Predomina en Ia mesa el aparato celular y una pequeña lap top con la cual uno entre la banda escribe el intento de su biografía. Una vista aérea si usted me lo permite alucina con una ciudad chiquita, en donde las personas como nosotros tengamos todo el día libre antes de que entre una llamada de juguete.
Desde luego entre líneas la narrativa de esta historia conlleva el sorbo de café muy caliente, un poco después de pensar en la siguiente palabra, tomar aire del que entre, por consejo del monje, y poner la mente en blanco, para dar vida, para crear y recrear, para hacer una película del hombre que sonríe en su espejo roto.
Sobre la susodicha mesa se ha instalado una feria, dos tarjetas indescifrables por quien escribe y ya, lo que yo guste poner. Un recipiente con fresas, y alguien, nunca se sabrá quien, agregó una botana ya pasada la hora.
Del diálogo conservo poco, pues la charla tiró al monte, cada loco con su tema y su ego a todo lo que alcanza. Extraje unas monedas del bolsillo y comprendí que tres pesos eran pocos para la propina del mesero, que por cierto no aparece por lo pronto. Podría irme sin pagar, hacer pisa y corre. Tampoco escucho a los tertulianos que me acompañaban, aún no concluyo el texto y tengo ganas de ir al baño ¿A dónde se habrán ido mis fantasmas?
Sobre la mesa en cuestión quedaron los vestigios, los olvidos, las ausencias y los ratos callados, la ventana cerrada, el gato afuera, la cortina sin viento. El libro que estaba sobre la mesa está ahora en mis manos y leo en esa multitudinaria soledad la página 128 de Wislawa Szymborska que dice:
» escribo por momentos pececillos, sobre escamas plateadas y por tan corto tiempo que, tal vez por eso, parpadea en su turbación la oscuridad»
Ni siquiera puedo hablar de soledad en la libre discusión de los fantasmas más famosos que me instruyeron, ni siquiera de quienes fueron abasallados por la multitud, aplastados en un abrazo.
Y sin embargo uno se encuentra solo, solo al dirigirse a la puerta , solo al beber agua, al caminar por la casa con una palabra para el aire. Solo al escribirse y leerse como público, único fan del desierto.
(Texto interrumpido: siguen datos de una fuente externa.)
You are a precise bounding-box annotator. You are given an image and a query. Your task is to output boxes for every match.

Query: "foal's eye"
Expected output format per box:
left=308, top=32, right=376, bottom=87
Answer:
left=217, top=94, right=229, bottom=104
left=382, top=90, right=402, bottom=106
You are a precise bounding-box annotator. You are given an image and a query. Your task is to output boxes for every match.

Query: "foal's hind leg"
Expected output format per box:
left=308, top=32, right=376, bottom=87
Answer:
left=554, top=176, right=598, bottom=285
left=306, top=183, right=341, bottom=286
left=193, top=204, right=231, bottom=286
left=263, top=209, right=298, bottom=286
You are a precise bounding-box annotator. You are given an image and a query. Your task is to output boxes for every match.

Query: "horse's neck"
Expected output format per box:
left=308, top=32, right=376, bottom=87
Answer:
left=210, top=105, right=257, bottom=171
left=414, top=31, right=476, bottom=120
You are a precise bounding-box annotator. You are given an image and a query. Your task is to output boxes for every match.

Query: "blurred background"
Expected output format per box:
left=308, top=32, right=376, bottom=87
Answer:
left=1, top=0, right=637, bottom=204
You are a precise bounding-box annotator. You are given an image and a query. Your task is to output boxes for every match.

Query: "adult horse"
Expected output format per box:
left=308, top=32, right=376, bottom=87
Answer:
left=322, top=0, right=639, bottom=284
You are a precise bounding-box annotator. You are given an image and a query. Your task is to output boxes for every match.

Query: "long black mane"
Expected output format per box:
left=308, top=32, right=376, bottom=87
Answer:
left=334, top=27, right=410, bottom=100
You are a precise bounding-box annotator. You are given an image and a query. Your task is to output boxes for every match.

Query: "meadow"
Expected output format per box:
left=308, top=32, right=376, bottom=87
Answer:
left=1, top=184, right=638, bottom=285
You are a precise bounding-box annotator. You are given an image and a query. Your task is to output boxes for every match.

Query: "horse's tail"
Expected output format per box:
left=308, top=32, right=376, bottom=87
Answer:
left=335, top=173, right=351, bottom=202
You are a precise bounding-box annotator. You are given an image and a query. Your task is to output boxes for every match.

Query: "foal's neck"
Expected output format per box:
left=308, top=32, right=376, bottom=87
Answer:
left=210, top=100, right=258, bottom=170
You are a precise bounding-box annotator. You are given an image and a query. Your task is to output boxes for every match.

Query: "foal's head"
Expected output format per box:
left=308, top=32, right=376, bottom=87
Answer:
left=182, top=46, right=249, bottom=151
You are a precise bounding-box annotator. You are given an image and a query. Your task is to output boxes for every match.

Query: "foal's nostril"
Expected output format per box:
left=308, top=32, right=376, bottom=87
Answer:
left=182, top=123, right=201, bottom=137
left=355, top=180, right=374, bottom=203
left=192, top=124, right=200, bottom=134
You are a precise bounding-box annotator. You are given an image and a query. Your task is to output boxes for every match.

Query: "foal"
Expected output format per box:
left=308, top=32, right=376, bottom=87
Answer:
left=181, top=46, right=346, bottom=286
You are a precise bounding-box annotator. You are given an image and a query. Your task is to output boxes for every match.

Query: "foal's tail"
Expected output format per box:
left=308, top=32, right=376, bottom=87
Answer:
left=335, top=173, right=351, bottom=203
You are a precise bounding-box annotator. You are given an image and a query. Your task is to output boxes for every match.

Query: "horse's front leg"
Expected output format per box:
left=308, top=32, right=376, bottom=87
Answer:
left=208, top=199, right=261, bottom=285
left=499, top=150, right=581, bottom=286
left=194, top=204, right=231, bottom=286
Uno escribe para ese que se esconde por que no desea que le pregunten, para el ebrio de esta tertulia , para los que se echan un vaciado. Uno solo se escribe.
Escribí estos pececillos de colores como homenaje a esta escritora polaca, Wislawa, toda vez que en las habitaciones de su poesía se encuentra el ser de cada instante, fundido, abierto, encantado, perdido, de una vez arrastrado por la vorágine, como el viento que por fin movió del árbol las hojas de la soledad acumulada en el libro «Poesía no completa» de Wislawa Szymborska.